A man had two sons...
We often see the characters on “The Sopranos” engaged in the kind of prosaic activities that mark our own lives—enjoying a family barbecue, drinking coffee over the morning paper, or clipping coupons. But these people are not like us. They do horrible, evil things, and they are doomed in a way that the rest of us are not. Even now, as the show comes to its end, the writers still need to remind us of this on occasion.
So it was that, during this week’s episode, just as I was feeling sad for Christopher that he fell off the wagon—again—he murders in cold blood the hapless TV writer J.T. Dolan. This episode found Christopher struggling with his sobriety and his decision to spend less time with the guys at their favorite haunts, which helps to fuel a conflict with Paulie over bootleg power tools being sold by Christopher’s father-in-law.
Christopher seeks solace at his AA meetings, where he relates to a salesman who complains that his co-workers are angry that he never shows up at the company golf outings anymore. But when Christopher tells his own tale of woe, he has to speak in euphemisms. Adriana becomes a fellow employee, fired after Christopher sides with his boss in a dispute. This suggests that in his own mind, Christopher is denying his more affirmative role in bringing about Adriana’s demise.
The insights Christopher gleans from his recovery do seem to be heightening his self-awareness, which Tony—his surrogate father—could tell him is more a curse than a gift. Both men are smart enough to see the folly of their lives, but they lack the will to do anything about it. During a party at the Bing, Christopher can’t resist a drink even after Paulie graciously orders him a club soda. When he drunkenly tries to explain the joys of fatherhood to Paulie—to Paulie, for God’s sake!—, Paulie cracks a joke, and Christopher looks around the room at the laughing faces of his associates.

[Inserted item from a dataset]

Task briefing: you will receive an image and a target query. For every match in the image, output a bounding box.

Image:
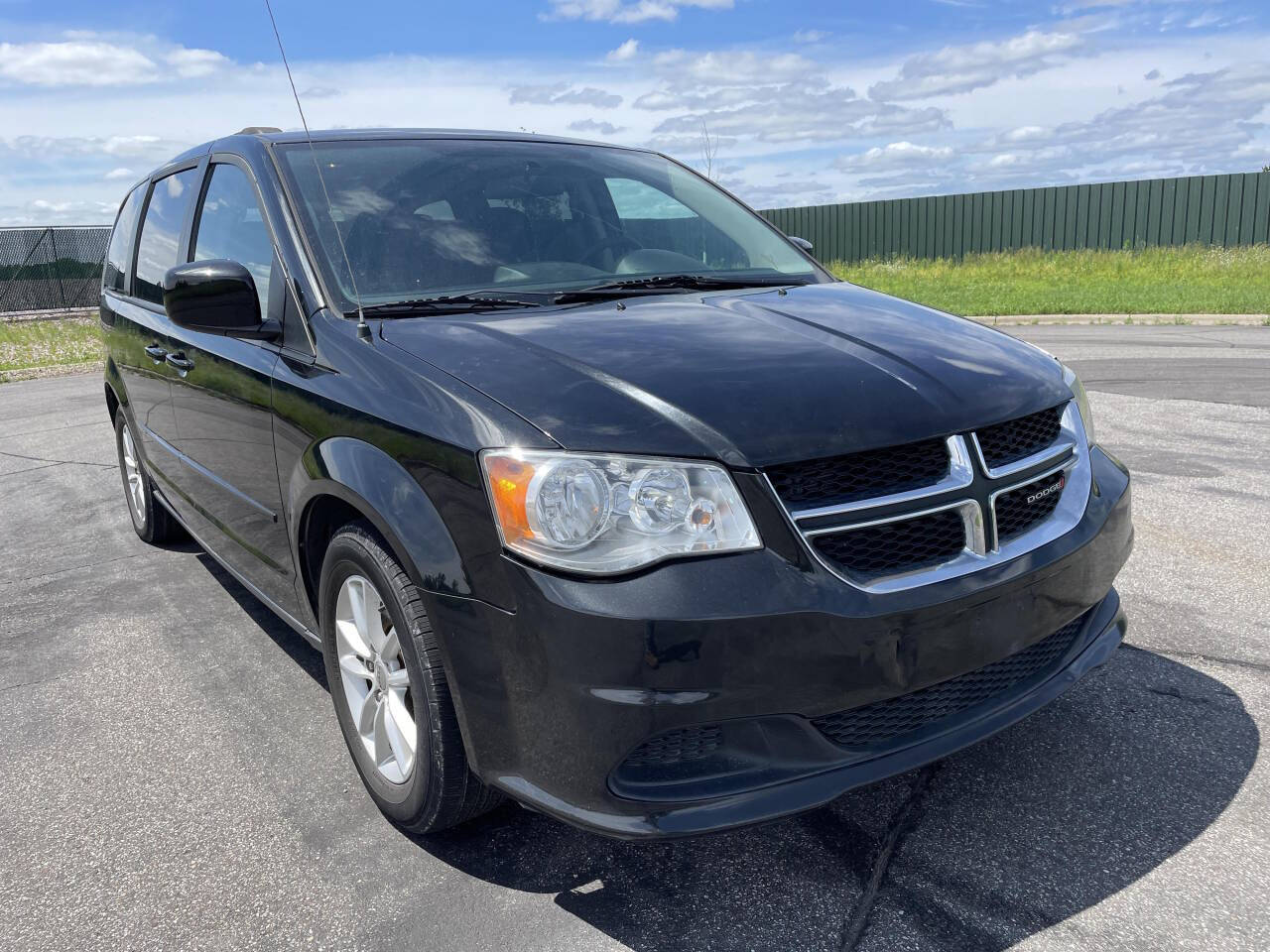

We see the scene in slow motion, reminiscent of the poker game in season five when Tony realizes it is fear and not affection that binds his friends to him. In that scene, slow motion had the effect of exaggerating the dopy faces of the mobsters as they laughed at Tony’s stupid joke. This time, the faces looked menacing in their laughter, monstrous even, with Tony in their midst, cigar smoke pouring out of his mouth, making him seem like a fire-breathing dragon. Christopher stumbles out of the room in a near panic and heads to Dolan’s apartment.
Every time Dolan appears on screen, I brace myself for the coming train wreck, and this week my fears were never more justified. Christopher thinks he’ll find a sympathetic ear in his fellow addict, and he starts talking about how he could bring down Tony and everyone else by going to the feds. He begins to describe his crimes, but Dolan will have none of it. He knows that Christopher’s impromptu confession endangers both their lives. Christopher appeals to their common affliction, to which Dolan replies, “You’re in the Mafia.”
As if to punctuate the point, Christopher turns before leaving and fires his gun at Dolan, killing him. When he returns home, Christopher rights a sapling that had been knocked over when Paulie had turfed his lawn earlier in the episode. We are left to wonder whether this is symbolic of Christopher’s decision to start anew, or just another meaningless gesture in a wasted life.
Tony, meanwhile, has his hands full with A.J., who is growing increasingly despondent over his break-up with Blanca. Tony laments to Dr. Melfi that he’s passed on his own morose personality to his son. It’s a typical moment of self-pity and denial on the part of Tony, who ignores the fact that his actions in raising A.J. have probably done as much damage as his DNA.
Tony’s solution to his son’s depression is to send him headlong into the world that he’s shielded A.J. from for so long. He encourages A.J. to go to a fraternity party with the sons of Carlo and Patsy. These kids aren’t just boorish frat boys (having been a boorish frat boy myself, I can say that), they’re mobsters in the making. They run a campus gambling ring, and at one point they use A.J. to intimidate a fellow student who owes them money. Later, when A.J. helps them hold down the student while they pour acid on his toes, we see a look of excitement cross his face. Well done, Tony.
(One might view Tony as having betrayed his son’s future to ease his guilt over A.J.’s depression. In the same way Tony may have inadvertently sold out Christopher by giving the FBI agents information about the Arabs who used to frequent the Bing, a move that seemed to have been born partly out of self-interest, partly out of some latent sense of patriotism.)
A.J. comes home, where he joins his parents and sister at the kitchen table for a late-night meal, a deceptively bucolic scene. Earlier, when A.J. pulls into the driveway, he momentarily startles Tony, who is sitting in his SUV, having just come back from the Bing. He pulls a gun and walks to the front of his car, only to recognize A.J.’s own SUV. He quickly puts the gun away and greets his son.
It’s hard not to interpret that as a harbinger of awful things to come. The show has signaled from the beginning that the doom Tony has long awaited will come to, or come from, someone he loves dearly. Maybe that’s why, to me, the Soprano family’s midnight snack had the feel of a last supper.